59.Il résulte des termes des article L.433-4 du code monétaire et financier et 236-1 du RGAMF que la seule réunion des conditions préalables tenant à la cotation du titre et au seuil de détention de concert des actionnaires majoritaires ne suffit pas à rendre obligatoire l'offre publique de retrait. Une telle mesure a pour finalité de permettre à l'actionnaire minoritaire dont le titre a perdu sa liquidité sur un marché rendu étroit par le poids relatif des majoritaires, de sortir de la société dans des conditions normales de cours et de délai. Elle doit donc être justifiée par les caractéristiques du marché considéré et par la situation particulière des minoritaires qui en font la demande.

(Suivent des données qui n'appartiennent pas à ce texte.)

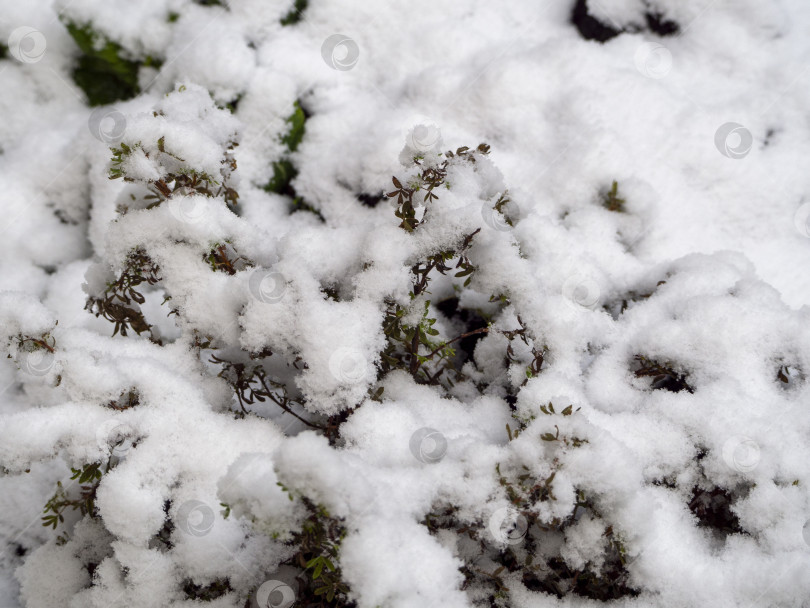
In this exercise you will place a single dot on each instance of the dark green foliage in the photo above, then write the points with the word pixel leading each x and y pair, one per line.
pixel 103 72
pixel 320 582
pixel 296 13
pixel 283 169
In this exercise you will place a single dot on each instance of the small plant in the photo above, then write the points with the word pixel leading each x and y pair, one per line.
pixel 664 376
pixel 317 555
pixel 89 477
pixel 104 72
pixel 120 303
pixel 611 199
pixel 296 13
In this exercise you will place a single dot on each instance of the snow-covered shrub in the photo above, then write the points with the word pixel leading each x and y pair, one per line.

60.L'AMF, saisie d'une telle demande, doit notamment déterminer s'il est possible au demandeur de céder ses titres sur le marché dans des conditions normales de cours et de délai. Elle doit donc en examiner la liquidité. À cet égard, contrairement à ce que soutiennent les auteurs du recours, le choix de la loi PACTE d'admettre le déclenchement d'une OPR en considération d'un seuil de détention non plus seulement en droits de vote, mais désormais en capital ou en droits de vote, est sans incidence sur la prise en compte de la liquidité du titre, nécessaire pour apprécier les conditions prévalant sur le marché de ce titre.

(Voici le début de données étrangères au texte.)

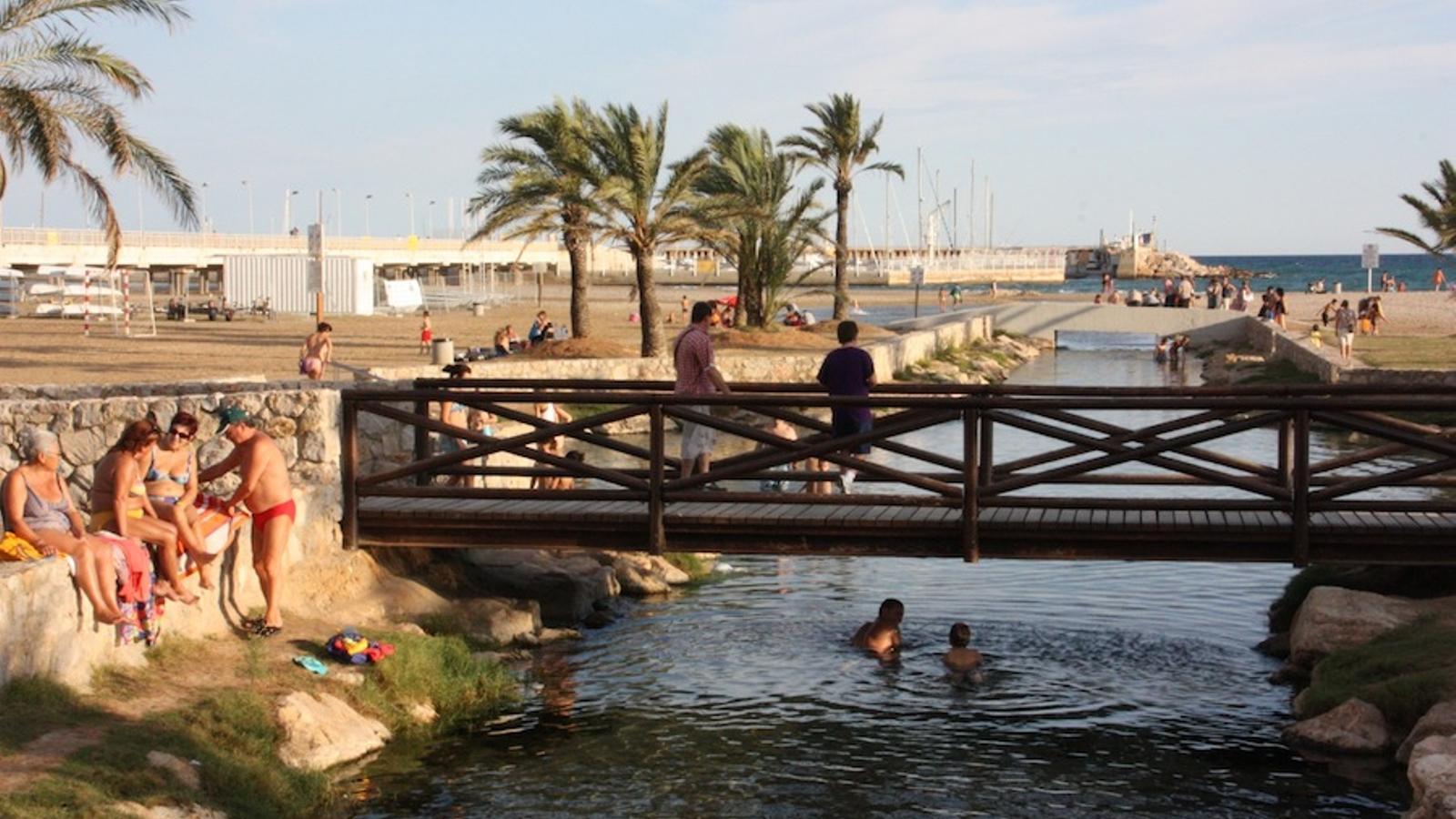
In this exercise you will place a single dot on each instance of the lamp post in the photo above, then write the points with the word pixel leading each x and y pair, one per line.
pixel 249 206
pixel 288 210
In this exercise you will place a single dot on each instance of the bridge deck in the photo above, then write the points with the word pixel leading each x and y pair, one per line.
pixel 910 531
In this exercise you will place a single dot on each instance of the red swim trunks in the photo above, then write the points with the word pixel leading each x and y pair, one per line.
pixel 286 508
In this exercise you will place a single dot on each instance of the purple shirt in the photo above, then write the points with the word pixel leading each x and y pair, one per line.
pixel 848 372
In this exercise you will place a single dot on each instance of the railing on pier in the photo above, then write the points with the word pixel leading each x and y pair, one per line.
pixel 1164 481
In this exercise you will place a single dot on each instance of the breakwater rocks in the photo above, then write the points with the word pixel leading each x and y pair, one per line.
pixel 1378 676
pixel 980 361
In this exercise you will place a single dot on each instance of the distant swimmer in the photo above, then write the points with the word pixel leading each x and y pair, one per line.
pixel 883 636
pixel 961 658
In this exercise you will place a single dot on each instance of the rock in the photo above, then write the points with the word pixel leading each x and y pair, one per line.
pixel 1337 618
pixel 564 584
pixel 422 713
pixel 167 811
pixel 324 732
pixel 184 773
pixel 501 622
pixel 1274 646
pixel 1351 727
pixel 1439 720
pixel 1433 778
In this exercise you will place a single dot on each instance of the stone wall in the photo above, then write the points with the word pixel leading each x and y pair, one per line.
pixel 48 625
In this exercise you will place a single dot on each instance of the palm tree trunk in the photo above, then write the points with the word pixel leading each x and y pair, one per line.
pixel 652 343
pixel 841 251
pixel 580 280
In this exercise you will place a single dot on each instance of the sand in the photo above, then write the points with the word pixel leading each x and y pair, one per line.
pixel 55 351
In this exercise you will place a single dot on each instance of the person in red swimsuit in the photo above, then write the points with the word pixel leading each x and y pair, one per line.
pixel 268 494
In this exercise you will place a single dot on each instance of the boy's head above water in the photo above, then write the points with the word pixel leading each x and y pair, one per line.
pixel 960 636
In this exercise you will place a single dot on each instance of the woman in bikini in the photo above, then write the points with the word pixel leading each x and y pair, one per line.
pixel 172 487
pixel 38 509
pixel 120 504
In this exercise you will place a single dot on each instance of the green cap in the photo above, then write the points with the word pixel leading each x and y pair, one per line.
pixel 230 414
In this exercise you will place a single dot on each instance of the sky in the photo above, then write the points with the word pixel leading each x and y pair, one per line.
pixel 1242 126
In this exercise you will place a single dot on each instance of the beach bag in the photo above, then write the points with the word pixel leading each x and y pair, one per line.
pixel 14 548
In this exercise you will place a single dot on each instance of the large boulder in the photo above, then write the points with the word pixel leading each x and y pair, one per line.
pixel 1351 727
pixel 567 584
pixel 1339 618
pixel 501 622
pixel 1433 778
pixel 1441 720
pixel 324 732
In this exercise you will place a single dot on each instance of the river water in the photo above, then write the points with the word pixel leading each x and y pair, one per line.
pixel 1111 688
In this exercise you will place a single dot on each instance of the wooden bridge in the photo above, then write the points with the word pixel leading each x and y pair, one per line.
pixel 1347 474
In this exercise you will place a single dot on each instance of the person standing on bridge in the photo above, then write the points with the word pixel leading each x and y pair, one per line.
pixel 849 370
pixel 698 375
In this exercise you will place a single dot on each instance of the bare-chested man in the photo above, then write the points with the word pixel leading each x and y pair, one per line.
pixel 881 637
pixel 317 353
pixel 267 493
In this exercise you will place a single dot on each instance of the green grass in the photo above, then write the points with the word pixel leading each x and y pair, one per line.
pixel 1402 673
pixel 1407 581
pixel 1407 351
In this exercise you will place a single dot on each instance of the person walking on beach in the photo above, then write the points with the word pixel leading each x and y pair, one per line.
pixel 317 353
pixel 698 375
pixel 267 493
pixel 849 370
pixel 1346 331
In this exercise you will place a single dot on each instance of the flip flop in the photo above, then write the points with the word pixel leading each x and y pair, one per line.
pixel 312 665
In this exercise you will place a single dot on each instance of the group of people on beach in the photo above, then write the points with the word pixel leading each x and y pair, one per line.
pixel 147 516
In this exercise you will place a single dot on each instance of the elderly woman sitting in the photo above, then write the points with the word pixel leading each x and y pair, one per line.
pixel 38 509
pixel 120 503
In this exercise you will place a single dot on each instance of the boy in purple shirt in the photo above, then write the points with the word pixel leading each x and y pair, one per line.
pixel 849 370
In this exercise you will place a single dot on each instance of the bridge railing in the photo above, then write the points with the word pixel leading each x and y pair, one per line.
pixel 1317 450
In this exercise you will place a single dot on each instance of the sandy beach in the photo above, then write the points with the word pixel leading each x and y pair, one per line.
pixel 56 351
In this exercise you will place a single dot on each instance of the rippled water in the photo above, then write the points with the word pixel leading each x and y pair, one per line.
pixel 1111 688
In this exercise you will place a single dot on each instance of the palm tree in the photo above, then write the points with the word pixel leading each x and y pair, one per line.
pixel 842 149
pixel 762 225
pixel 57 87
pixel 536 186
pixel 638 213
pixel 1439 217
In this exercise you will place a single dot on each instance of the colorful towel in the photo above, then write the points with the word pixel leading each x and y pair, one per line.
pixel 14 548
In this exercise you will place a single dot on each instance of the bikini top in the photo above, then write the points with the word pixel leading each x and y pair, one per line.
pixel 153 474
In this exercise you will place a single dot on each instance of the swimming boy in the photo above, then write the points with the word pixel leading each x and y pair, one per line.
pixel 961 658
pixel 881 637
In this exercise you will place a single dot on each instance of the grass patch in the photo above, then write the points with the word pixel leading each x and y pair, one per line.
pixel 1405 581
pixel 1402 672
pixel 691 564
pixel 440 671
pixel 1407 351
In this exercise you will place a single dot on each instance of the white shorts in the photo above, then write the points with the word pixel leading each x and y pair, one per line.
pixel 698 439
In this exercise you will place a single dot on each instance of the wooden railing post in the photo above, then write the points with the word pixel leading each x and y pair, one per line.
pixel 655 531
pixel 970 486
pixel 422 443
pixel 349 471
pixel 1299 490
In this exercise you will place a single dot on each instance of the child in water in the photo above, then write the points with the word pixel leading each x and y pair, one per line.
pixel 961 659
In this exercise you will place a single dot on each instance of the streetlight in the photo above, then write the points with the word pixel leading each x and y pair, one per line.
pixel 249 206
pixel 288 210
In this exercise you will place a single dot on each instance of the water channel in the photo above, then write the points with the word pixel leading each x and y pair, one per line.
pixel 1113 688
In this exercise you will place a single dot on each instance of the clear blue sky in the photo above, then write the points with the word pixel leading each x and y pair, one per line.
pixel 1244 126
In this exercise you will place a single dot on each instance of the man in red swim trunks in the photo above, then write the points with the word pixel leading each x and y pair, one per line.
pixel 267 493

61.L'AMF doit également vérifier les conditions d'acquisition des titres pour lesquels l'actionnaire demandeur requiert la possibilité de sortie.

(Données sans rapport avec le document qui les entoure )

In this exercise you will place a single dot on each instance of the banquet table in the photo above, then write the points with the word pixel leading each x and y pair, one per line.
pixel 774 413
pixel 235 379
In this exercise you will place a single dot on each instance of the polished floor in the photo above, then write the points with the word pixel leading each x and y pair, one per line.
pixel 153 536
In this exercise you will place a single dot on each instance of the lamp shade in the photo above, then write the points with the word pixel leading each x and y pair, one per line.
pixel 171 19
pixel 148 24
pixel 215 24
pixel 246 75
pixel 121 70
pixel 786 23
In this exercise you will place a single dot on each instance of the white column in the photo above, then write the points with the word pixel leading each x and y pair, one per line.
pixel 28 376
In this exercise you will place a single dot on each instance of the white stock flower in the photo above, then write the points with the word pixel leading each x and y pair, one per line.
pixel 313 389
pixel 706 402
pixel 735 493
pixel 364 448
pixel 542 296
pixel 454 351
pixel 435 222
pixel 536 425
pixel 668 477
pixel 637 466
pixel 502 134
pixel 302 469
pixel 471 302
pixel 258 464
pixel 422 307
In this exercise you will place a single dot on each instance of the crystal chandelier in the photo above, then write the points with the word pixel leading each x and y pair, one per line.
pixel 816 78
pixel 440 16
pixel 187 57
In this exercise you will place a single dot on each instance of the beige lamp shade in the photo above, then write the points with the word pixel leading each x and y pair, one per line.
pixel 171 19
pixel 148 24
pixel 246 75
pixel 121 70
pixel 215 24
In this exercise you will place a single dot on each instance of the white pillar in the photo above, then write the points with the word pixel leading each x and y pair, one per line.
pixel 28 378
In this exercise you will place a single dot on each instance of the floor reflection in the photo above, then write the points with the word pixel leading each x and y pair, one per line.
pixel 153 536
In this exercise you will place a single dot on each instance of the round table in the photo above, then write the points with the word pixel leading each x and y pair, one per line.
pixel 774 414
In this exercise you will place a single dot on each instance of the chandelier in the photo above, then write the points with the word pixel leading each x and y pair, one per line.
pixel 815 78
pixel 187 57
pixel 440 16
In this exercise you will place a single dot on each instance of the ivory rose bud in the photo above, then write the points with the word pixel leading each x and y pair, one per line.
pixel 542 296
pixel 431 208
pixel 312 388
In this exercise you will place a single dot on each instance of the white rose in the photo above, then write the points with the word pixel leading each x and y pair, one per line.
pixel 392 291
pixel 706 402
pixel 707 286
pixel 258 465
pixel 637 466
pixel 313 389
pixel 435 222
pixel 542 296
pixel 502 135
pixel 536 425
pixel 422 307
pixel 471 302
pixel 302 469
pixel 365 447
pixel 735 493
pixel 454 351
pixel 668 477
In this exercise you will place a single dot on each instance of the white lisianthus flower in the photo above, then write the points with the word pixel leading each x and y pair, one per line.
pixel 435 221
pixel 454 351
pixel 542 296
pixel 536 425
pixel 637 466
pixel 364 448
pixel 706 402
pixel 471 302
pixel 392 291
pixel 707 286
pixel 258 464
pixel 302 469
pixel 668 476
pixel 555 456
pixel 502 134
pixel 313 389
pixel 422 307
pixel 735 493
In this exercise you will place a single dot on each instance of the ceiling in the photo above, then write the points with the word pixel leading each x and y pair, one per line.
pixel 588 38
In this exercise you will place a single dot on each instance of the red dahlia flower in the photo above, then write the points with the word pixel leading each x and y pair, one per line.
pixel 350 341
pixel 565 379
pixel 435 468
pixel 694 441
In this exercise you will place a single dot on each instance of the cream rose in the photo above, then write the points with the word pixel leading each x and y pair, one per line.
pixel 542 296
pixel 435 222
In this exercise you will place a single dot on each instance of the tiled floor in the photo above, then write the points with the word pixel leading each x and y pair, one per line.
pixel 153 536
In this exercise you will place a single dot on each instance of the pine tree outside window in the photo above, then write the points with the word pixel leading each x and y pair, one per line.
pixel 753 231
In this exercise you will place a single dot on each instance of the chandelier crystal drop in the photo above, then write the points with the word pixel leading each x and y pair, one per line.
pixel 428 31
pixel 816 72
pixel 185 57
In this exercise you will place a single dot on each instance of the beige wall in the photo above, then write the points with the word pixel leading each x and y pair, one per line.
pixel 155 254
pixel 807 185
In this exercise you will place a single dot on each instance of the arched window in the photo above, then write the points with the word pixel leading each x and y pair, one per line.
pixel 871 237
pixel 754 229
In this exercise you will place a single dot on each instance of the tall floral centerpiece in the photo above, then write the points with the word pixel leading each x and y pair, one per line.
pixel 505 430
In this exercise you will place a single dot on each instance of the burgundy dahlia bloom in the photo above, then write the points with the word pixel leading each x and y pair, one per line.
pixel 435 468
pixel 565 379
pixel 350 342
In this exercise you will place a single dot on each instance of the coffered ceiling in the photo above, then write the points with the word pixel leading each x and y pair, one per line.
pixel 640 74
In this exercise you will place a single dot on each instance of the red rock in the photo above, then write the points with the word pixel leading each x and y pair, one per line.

62.En l'espèce, la décision relève que la moyenne des échanges constatés pendant la période de référence de 2017 à 2019 est environ de 16 000 actions. Elle en déduit que, sur la base d'un volume cédé qu'elle a pertinemment évalué à 25 % des volumes constatés pour ne pas impacter trop fortement le marché, la cession de l'intégralité de la participation LAZARD FRÈRES GESTION prendrait 27 ans, ce qui constitue un délai anormalement long.

63.Il est constant par ailleurs qu'entre le 1er janvier 2016 et le 10 mai 2018, la seule transaction quotidienne a été l'achat/vente effectué par le prestataire en charge du contrat de liquidité de Z G, dans près d'un jour de bourse sur deux.

64.Il peut être observé, à titre complémentaire, que la situation d'illiquidité du titre s'est accentuée dans le temps. Elle n'existait pas jusqu'au milieu des années 2000, soit y compris plusieurs années après l'investissement LAZARD FRÈRES GESTION. L'année 2007 a été certes atypique (536 660 actions échangées), mais le volume annuel en 2008 et 2009 représentait encore 6 à 7 fois le volume de 2019 (81 224 en 2008, 75 640 en 2009, 11 600 en 2019).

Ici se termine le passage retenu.